Sunday, September 8, 2013
3 shrt prgrphs: Horrible Bosses
I'm finding so often that the Hollywood system has very little to offer in the way of meaningful comedy these days. They can assemble all the right parts, but they all too rarely wind up being fairly homogeneous, if not outright disasters. Comedy is best suited for short bursts -- set-up, build, punchline -- not 90 minutes to 2 hours. Television is ever doing better with comedy because it's allowing comedy to live and grow unfettered, to have an unedited voice by way of liberated venues like Adult Swim, FX and IFC. The success of Always Sunny in Philadelphia or Louie, or the creative triumphs of the 15 minute format in Children's Hospital or Eagleheart make the traditional 3-camera laughtrack/studio comedy somewhat embarrassingly puerile. There are exceptions both on network and on screen, but they are just that, exceptions.
Horrible Bosses, on paper, appears to be a good farce, but the problem it has is it doesn't really know what it wants to be. Is it trying for the Judd Apatow bent of believable and relatable characters, is it looking for the outrageousness of the Hangover, or is it looking for the Mike Judge-esque skewering of everyday life? It's got a solid cast of talented performers with Always Sunny's Charlie Day, SNL's Jason Sudekis, and The Hogan Family's Jason Bateman in the lead and some surprisingly and adeptly outrageous performances from Kevin Spacey, Jennifer Aniston and Colin Ferrell as the titular bosses, but the performances aren't the problem here. They're all uniformly solid, great even. The material just doesn't have enough punch, the predicaments the characters find themselves just never makes the leap to suspension of disbelief. It's not smart enough to play it naturally and still be funny, and it never pushes it far enough to be farcical.
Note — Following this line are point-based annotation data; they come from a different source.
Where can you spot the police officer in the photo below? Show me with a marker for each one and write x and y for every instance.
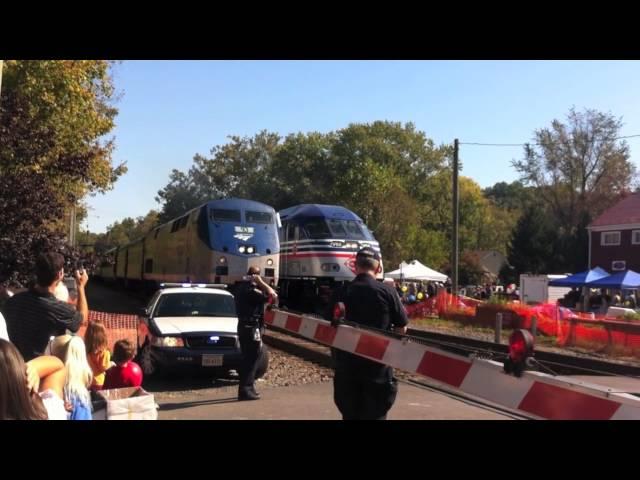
(364, 389)
(250, 296)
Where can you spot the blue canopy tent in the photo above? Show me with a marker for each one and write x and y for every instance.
(580, 279)
(627, 280)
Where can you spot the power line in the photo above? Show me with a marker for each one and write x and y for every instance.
(481, 144)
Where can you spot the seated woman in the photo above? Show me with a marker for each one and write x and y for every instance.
(31, 391)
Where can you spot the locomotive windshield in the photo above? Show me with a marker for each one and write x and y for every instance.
(223, 215)
(336, 228)
(258, 217)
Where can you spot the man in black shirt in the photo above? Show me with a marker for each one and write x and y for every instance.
(36, 315)
(250, 296)
(364, 389)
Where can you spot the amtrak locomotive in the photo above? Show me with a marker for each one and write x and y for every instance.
(214, 243)
(318, 246)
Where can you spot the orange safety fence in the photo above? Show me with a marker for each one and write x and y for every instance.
(570, 328)
(119, 326)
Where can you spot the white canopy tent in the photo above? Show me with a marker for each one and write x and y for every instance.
(414, 270)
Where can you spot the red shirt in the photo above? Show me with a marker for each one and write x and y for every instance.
(127, 375)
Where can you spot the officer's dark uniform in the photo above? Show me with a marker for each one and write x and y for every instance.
(249, 306)
(364, 389)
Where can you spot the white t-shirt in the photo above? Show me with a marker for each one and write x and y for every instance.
(3, 329)
(54, 405)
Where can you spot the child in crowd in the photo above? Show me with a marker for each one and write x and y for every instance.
(98, 355)
(71, 350)
(126, 372)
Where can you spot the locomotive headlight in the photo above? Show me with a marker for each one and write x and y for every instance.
(330, 267)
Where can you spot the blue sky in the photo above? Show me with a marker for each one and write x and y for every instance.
(171, 110)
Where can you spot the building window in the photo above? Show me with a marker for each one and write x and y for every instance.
(610, 238)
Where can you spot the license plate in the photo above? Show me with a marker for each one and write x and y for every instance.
(212, 360)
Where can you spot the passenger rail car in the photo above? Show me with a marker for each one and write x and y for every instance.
(318, 246)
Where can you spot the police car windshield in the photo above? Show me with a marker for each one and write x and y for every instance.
(191, 304)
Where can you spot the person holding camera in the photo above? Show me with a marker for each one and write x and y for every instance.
(36, 315)
(250, 296)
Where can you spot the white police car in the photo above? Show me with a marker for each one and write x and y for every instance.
(190, 325)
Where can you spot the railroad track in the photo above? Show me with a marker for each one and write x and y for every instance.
(556, 363)
(320, 354)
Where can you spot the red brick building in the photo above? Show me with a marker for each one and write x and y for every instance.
(614, 237)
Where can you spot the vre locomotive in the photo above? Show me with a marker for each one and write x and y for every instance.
(214, 243)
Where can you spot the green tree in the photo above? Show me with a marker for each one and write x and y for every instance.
(54, 120)
(532, 244)
(579, 169)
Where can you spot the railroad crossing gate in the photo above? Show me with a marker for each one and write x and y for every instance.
(535, 394)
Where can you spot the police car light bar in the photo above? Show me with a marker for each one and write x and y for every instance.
(188, 285)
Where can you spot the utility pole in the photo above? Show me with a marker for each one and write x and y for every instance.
(454, 240)
(72, 225)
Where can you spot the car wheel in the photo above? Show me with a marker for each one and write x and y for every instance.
(263, 362)
(147, 364)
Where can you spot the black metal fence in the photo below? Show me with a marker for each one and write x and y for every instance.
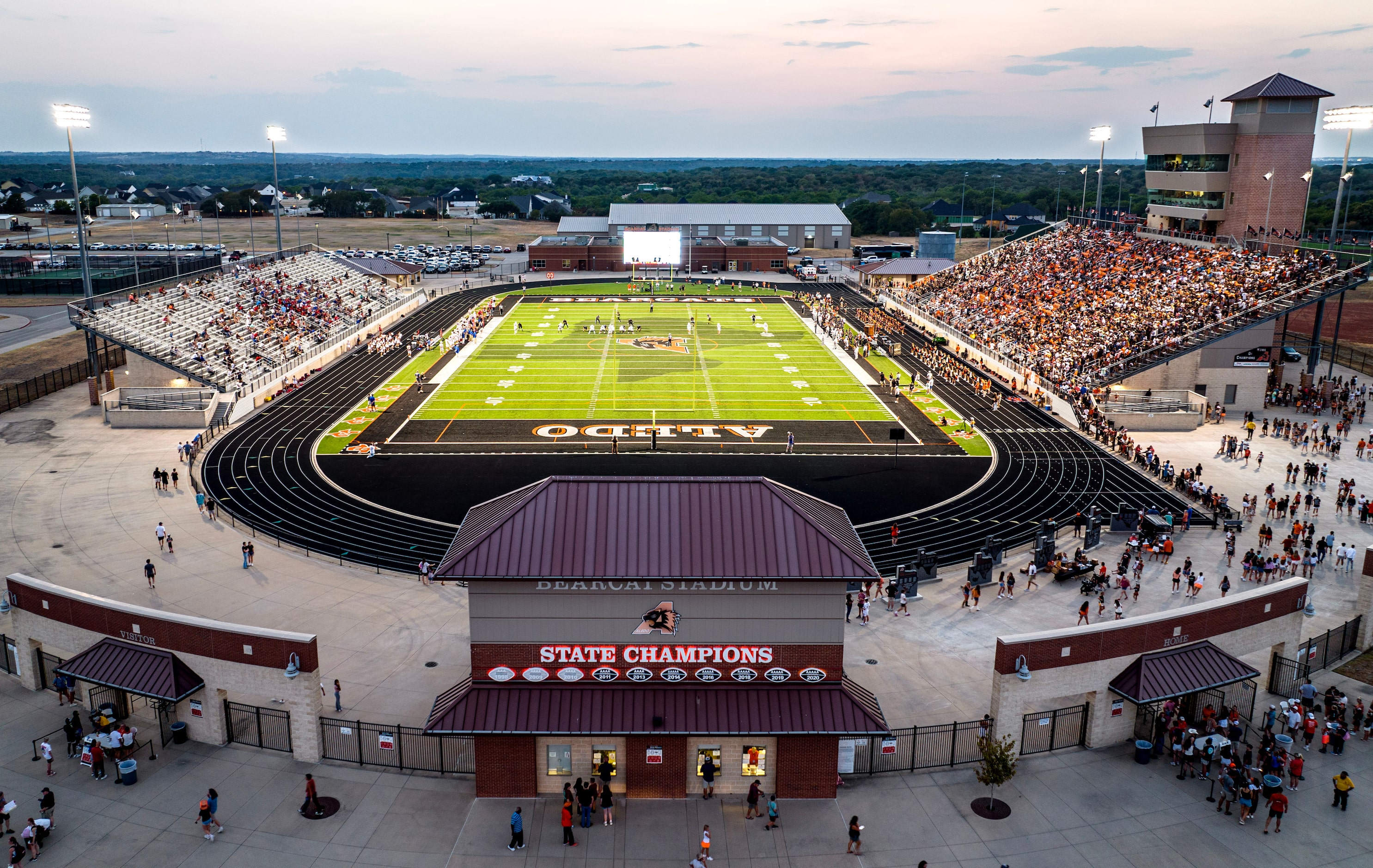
(10, 662)
(18, 395)
(396, 747)
(105, 276)
(259, 727)
(1045, 731)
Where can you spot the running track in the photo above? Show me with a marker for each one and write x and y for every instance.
(262, 473)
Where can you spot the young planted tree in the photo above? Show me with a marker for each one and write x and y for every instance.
(997, 765)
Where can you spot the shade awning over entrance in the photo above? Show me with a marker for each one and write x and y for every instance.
(135, 669)
(838, 709)
(1176, 672)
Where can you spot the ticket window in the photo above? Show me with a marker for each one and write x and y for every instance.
(561, 760)
(754, 761)
(708, 750)
(603, 753)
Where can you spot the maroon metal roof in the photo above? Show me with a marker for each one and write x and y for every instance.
(135, 669)
(657, 526)
(1277, 86)
(832, 709)
(1162, 675)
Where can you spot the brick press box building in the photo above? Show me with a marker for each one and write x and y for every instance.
(701, 256)
(651, 623)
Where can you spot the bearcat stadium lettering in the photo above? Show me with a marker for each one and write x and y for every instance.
(655, 654)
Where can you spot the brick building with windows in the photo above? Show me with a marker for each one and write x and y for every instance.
(699, 256)
(1210, 177)
(651, 623)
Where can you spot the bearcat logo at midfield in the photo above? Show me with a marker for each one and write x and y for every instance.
(661, 618)
(654, 342)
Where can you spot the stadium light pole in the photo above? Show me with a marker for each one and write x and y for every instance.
(962, 200)
(68, 117)
(1082, 209)
(1268, 212)
(134, 244)
(1349, 120)
(274, 135)
(993, 214)
(1103, 135)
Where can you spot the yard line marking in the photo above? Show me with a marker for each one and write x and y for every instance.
(856, 423)
(600, 370)
(705, 373)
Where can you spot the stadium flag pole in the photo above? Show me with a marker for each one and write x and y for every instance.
(68, 117)
(274, 135)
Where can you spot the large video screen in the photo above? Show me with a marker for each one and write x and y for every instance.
(650, 248)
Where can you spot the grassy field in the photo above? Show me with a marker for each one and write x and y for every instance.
(742, 361)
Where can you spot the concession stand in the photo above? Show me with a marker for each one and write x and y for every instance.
(651, 623)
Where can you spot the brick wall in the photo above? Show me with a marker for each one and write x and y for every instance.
(1288, 157)
(190, 635)
(1111, 639)
(506, 765)
(655, 782)
(808, 767)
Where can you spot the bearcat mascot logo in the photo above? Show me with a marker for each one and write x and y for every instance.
(661, 618)
(654, 342)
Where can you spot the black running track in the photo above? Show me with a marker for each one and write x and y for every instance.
(262, 471)
(1045, 470)
(264, 476)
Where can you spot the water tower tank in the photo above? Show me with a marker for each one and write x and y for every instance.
(937, 245)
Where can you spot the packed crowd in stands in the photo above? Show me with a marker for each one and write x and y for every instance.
(238, 326)
(1074, 301)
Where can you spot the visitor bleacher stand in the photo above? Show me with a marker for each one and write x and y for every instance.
(246, 329)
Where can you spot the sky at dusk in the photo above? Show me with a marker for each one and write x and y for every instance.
(631, 79)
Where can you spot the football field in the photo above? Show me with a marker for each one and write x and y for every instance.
(572, 361)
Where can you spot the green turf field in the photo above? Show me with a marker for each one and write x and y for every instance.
(730, 368)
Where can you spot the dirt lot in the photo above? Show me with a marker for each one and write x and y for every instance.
(333, 232)
(1360, 669)
(40, 358)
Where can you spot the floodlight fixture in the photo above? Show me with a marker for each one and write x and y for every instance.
(1350, 117)
(71, 116)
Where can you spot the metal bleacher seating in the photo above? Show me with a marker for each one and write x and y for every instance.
(239, 330)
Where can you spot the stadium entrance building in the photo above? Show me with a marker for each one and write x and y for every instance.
(651, 623)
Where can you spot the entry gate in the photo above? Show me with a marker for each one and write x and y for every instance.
(268, 728)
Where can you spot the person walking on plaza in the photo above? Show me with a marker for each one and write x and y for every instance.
(854, 837)
(756, 790)
(98, 761)
(213, 798)
(311, 797)
(517, 830)
(205, 819)
(1343, 785)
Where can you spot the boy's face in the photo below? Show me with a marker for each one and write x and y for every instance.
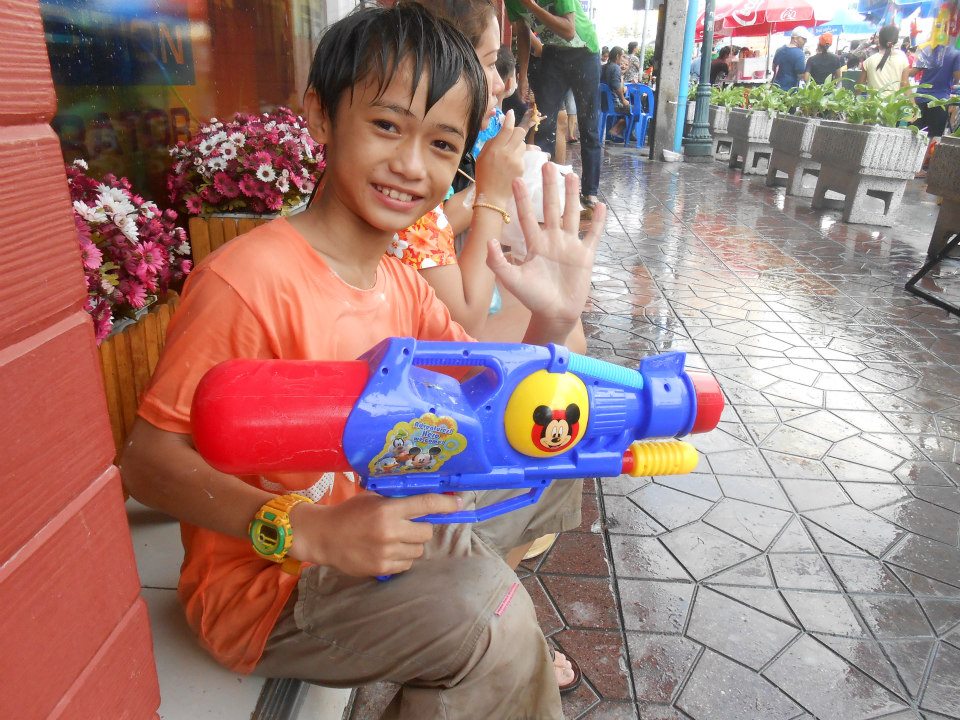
(487, 49)
(388, 160)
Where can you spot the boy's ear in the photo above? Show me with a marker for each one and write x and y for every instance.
(318, 121)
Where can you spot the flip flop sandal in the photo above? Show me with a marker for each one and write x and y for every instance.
(577, 674)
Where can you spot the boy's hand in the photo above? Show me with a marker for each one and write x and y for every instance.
(553, 280)
(501, 162)
(367, 535)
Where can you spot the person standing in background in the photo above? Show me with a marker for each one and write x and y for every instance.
(720, 68)
(885, 69)
(824, 64)
(789, 62)
(570, 61)
(632, 73)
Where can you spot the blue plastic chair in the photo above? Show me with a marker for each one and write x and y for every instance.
(608, 112)
(641, 112)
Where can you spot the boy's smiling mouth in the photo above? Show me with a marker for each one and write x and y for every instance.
(397, 199)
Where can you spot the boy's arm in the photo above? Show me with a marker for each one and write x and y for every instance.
(553, 280)
(367, 535)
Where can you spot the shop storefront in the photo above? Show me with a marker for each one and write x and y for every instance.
(133, 77)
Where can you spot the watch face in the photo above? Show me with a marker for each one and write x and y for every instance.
(267, 538)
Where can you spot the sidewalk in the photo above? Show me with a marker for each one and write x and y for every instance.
(810, 566)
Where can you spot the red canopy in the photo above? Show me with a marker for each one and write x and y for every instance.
(751, 18)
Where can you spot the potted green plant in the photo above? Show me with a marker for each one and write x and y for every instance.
(750, 126)
(791, 135)
(721, 101)
(871, 152)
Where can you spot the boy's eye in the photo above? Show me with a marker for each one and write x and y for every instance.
(385, 125)
(445, 146)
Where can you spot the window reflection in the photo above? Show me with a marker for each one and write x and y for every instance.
(134, 76)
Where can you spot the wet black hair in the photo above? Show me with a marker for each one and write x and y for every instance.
(506, 62)
(373, 41)
(889, 34)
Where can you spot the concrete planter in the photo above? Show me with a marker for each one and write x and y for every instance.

Director Seth Gordon spent a few years directing comedies for television -- Community, The Office, Parks and Recreation, and Modern Family -- so he has definitely had a taste of how comedy is done and done well, but he just cannot elevate a mediocre script. The comedies that seem to be most successful (if not necessarily commercially so) all seem to be driven by a unified creative team with a singular vision, whether it's Judd Apatow, Ben Stiller, or Adam McKay/Will Ferrell, among others. Having the focus of a writer/star or writer/director is, for the most part, what is making the most memorable comedies these day. Horrible Bosses isn't terrible, but in a decade it won't be memorable like Anchorman, Tropic Thunder or Bridesmaids will.